Music causes emotions, and these are hard to measure. So, to explain how the presence of music can influence consumer behavior, a psychological explanation model is necessary. “Manage the emotional component of experiences with the same rigor they bring to the management of product and service functionality” - (Berry et al., 2002, p.82).
One model often used to explain music’s effect on consumer experiences and behaviors is Mehrabian & Russell’s (1974) PAD (pleasure- arousal-dominance) emotional state model. The model builds on the fact that different types of environments send out signals that affect the individual’s emotional state. This effect, in turn, makes consumers either avoid or approach the environment. In brief, the consumers’ emotional responses to different sensations influence the purchase decision.
The explanatory model includes three emotional states: pleasure, arousal and, dominance. The marketplace’s environment can influence these emotional states. Pleasure is the degree to which consumers are well and happy. Arousal is the extent to which consumers feel stimulated, excited, alert, and active. Dominance captures the degree to which consumers feel influential and important.
Pleasure and Arousal: Abercrombie & Fitch
In the Abercrombie & Fitch field experiment (see previous blog post), the teenager’s reaction to the music was that she wanted to explore the physical marketplace. Her mother and grandmother, however, wanted to avoid the environment physically because they “couldn’t put up” with the high pop music in the store.
Creating an Expectation: FAO Schwarz Toy Store To increase sales, many commercial marketplaces should associate the music being played to the products. Morrison & Beverland (2003) did a research experiment at the classic toy store FAO Schwarz in New York. They played the Star Wars soundtrack when consumers went into the elevator from the first to the third floor (where they sold the Star Wars products). This music had an emotional impact on the consumers, creating an expectation before seeing the products, and probably increased their propensity to consume. Other departments played a different type of music that was related to the type of products sold there. This shows that FAO Schwarz was keen to make sure that the music fit the products sold at the specific departments.
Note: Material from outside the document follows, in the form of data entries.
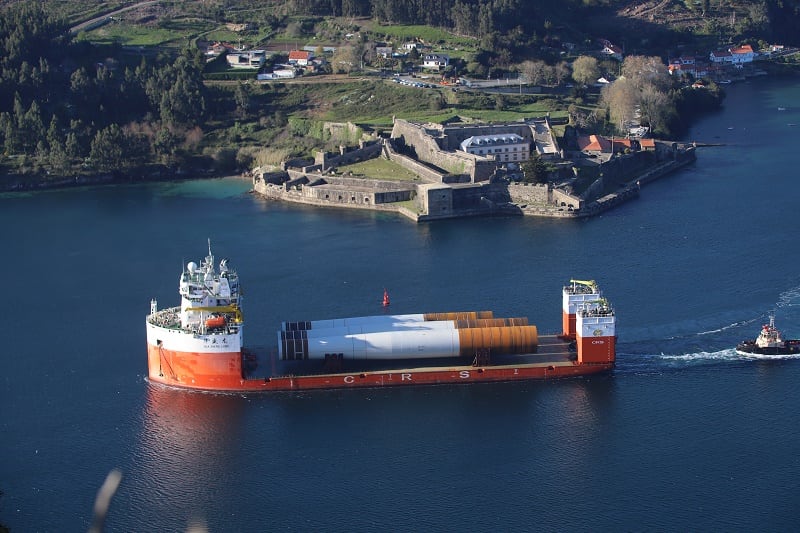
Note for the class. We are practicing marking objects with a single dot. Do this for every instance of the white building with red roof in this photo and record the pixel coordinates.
(300, 57)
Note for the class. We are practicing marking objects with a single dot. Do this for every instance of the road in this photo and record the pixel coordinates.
(97, 21)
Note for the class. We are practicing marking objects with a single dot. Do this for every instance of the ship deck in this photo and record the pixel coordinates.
(552, 351)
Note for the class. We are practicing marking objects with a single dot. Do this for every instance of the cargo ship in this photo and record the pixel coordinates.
(199, 345)
(769, 342)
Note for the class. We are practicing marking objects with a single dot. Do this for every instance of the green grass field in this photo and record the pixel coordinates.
(380, 168)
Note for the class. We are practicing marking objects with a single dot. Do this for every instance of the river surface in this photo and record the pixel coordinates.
(683, 435)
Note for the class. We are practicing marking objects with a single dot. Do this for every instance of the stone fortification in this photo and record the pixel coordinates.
(425, 142)
(332, 190)
(326, 160)
(440, 145)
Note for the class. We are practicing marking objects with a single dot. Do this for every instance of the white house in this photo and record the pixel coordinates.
(501, 147)
(435, 61)
(248, 59)
(735, 55)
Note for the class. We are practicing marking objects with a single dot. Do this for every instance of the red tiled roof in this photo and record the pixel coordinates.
(594, 143)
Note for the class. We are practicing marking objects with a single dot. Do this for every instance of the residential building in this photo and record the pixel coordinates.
(735, 55)
(435, 61)
(300, 57)
(247, 59)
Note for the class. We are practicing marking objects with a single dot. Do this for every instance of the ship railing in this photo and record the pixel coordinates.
(166, 318)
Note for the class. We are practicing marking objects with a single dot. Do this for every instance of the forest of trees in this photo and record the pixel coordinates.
(61, 108)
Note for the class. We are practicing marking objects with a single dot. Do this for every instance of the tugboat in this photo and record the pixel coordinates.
(769, 342)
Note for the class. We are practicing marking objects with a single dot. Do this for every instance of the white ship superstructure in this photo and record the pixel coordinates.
(208, 323)
(576, 295)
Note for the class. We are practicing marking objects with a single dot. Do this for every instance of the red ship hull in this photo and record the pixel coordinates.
(191, 370)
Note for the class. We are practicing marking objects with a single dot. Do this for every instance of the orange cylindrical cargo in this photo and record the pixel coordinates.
(500, 340)
(459, 315)
(490, 322)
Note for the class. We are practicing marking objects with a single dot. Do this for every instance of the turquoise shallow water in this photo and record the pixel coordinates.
(682, 435)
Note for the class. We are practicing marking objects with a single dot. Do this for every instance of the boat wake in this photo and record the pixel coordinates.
(664, 362)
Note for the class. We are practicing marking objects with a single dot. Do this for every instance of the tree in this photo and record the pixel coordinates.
(241, 96)
(643, 70)
(107, 145)
(620, 99)
(561, 72)
(585, 70)
(537, 72)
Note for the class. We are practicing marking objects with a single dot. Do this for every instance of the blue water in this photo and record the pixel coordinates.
(683, 435)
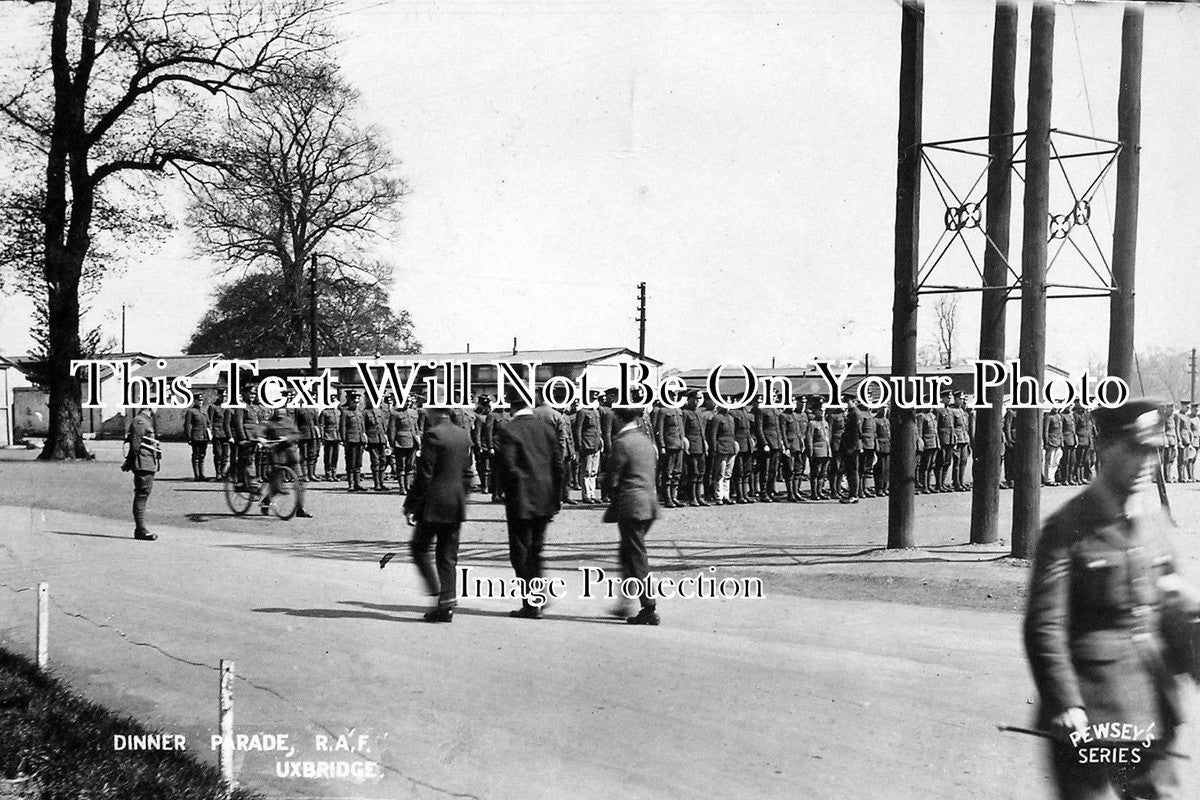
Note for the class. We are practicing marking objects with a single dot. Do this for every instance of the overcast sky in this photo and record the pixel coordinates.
(738, 157)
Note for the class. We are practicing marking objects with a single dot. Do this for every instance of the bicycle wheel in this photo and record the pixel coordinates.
(287, 493)
(238, 498)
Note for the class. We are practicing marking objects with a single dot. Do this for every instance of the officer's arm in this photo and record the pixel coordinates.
(1047, 618)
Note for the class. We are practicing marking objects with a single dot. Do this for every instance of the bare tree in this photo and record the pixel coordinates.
(303, 180)
(125, 91)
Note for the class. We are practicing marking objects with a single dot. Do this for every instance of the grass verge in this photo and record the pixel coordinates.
(57, 745)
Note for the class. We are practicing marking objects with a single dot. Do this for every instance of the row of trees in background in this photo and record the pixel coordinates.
(240, 100)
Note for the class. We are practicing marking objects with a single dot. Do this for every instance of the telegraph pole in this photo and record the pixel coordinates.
(641, 319)
(989, 444)
(1027, 488)
(1125, 224)
(901, 503)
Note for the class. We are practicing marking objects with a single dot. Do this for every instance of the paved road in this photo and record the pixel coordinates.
(780, 697)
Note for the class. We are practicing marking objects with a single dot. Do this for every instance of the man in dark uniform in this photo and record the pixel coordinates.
(670, 441)
(197, 434)
(142, 458)
(352, 431)
(375, 427)
(769, 439)
(696, 449)
(743, 465)
(220, 432)
(403, 435)
(330, 439)
(634, 506)
(309, 438)
(588, 444)
(437, 506)
(1109, 624)
(529, 475)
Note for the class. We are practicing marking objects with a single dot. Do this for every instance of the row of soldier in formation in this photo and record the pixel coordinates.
(707, 453)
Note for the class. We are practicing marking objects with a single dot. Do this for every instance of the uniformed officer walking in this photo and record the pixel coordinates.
(142, 458)
(1103, 589)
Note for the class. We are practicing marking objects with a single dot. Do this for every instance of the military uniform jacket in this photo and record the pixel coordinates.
(694, 431)
(1093, 631)
(402, 428)
(961, 421)
(767, 428)
(375, 426)
(352, 427)
(1051, 429)
(196, 425)
(587, 431)
(927, 426)
(882, 435)
(819, 441)
(669, 432)
(1068, 429)
(306, 423)
(328, 421)
(216, 416)
(723, 434)
(143, 453)
(742, 429)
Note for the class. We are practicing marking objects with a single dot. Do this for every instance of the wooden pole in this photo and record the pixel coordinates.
(1027, 488)
(225, 717)
(989, 445)
(1125, 226)
(43, 625)
(903, 469)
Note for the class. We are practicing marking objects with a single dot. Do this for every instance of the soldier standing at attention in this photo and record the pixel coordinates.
(1109, 623)
(352, 431)
(723, 444)
(402, 432)
(588, 444)
(196, 432)
(307, 433)
(882, 452)
(375, 427)
(220, 432)
(769, 439)
(695, 440)
(142, 458)
(1051, 444)
(817, 445)
(670, 441)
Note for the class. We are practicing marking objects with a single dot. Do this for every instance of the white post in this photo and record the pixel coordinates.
(226, 722)
(43, 623)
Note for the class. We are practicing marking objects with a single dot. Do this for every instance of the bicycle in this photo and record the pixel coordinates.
(280, 491)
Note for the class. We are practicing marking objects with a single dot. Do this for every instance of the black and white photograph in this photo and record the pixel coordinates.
(409, 400)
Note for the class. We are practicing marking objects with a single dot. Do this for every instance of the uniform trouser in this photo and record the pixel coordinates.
(867, 469)
(1152, 776)
(438, 567)
(484, 467)
(353, 456)
(589, 467)
(1050, 463)
(742, 469)
(723, 473)
(631, 554)
(768, 467)
(882, 476)
(143, 481)
(199, 450)
(527, 537)
(220, 456)
(330, 446)
(850, 465)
When the company played the Star Wars music it likely affected many consumers’ emotional reactions. This, in turn, meant that they stayed longer in that particular department, which probably led to higher sales.
Music Influences how Consumers Interact With Others in the Marketplace
The music played may also result in consumers either approaching each other in the studied marketplace or avoiding each other. Dubé et al., (1995) analyzed (in video experiments) if the emotional reactions of various classical pieces of music affected the likelihood that customers would approach bank staff. This proved to be the case. The result support the hypothesis that music can influence how consumers choose to interact with others in the marketplace.
Music also Influences Levels of Satisifaction of a Marketplace Visit
Donovan and Rossiter (1982) and Mehrabian and Russell, (1974) studies show that music can also lead to emotional reactions that affect how satisfied consumers are with the visit of the commercial marketplace, which in turn affect the desire to visit the marketplace again. It seems that music affects consumer emotions, which in turn affects how they feel and behave in commercial marketplaces.